We will soon have a new HEL Phi-TEC Adiabatic Reaction Calorimeter up and running. Hopefully this will help solve some nagging questions I have about the thermal stability of certain compounds. Time to maximum rate (TMR) is a useful parameter and ARC testing helps to find this value.
I have spent a good deal of time with the Mettler-Toledo RC1 and have found it to be very useful in process development. There is a tendency for chemists to design exothermic reactions to start at low temperature and at perhaps some point raise the temperature to take the reaction to completion. The RC1 will indicate accumulation of energy in a vessel following a charge. By varying the temperature of the reaction mass and modulating the dosing rate it is possible to find a reaction temperature and feed rate that affords a steady state (or manageable, at least) output of power with minimal energy accumulation.
With the reactions I have been studying it has become apparent that sometimes a preference for low temperature (-30 C to 0 C) by the chemist may in fact be based on habit rather than need.
Naturally, the thermal picture is not the entirety of the problem. Product stability in the reaction mass and residence time at temperature play a role in how the process is configured. But a reaction calorimeter can help find threshold temperatures below which the reaction substantially shuts down.
The RC1 measures heat of reaction in Joules and power in Watts. After some time on the instrument one comes to view a reaction mass as a power generator or an absorber. Power is reported in Watts and is indicated by the magnitude of the deflection of the power curve from baseline. Joules of energy are calculated from the area under the power curve.

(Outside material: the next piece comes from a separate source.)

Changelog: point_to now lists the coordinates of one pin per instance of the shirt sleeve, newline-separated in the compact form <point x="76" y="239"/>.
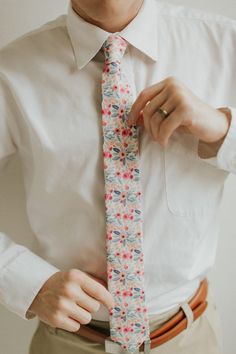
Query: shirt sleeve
<point x="22" y="273"/>
<point x="226" y="155"/>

The instrument has a calibration routine where it determines the Cp of the vessel contents. If you have the reaction mass, heat of reaction, and Cp, you can calculate the adiabatic temperature rise for a given dose of reactant. This is an extremely useful element in sketching out the safe operating parameter space of a reaction.
Safety is a political concept. Safety has no basis in physics. It is an artifact of anthropology. It is a fuzzy construct defined by a magnitude of ”likelihood” and type of consequence individuals and organizations are willing to absorb to obtain a particular outcome. But when you sit down in a meeting with thermokinetic data and solid interpretation, all of the stakeholders in a plant can brainstorm and home in on a fairly rational and agreed upon process profile. This is politics at its finest- data driven and substantially rational.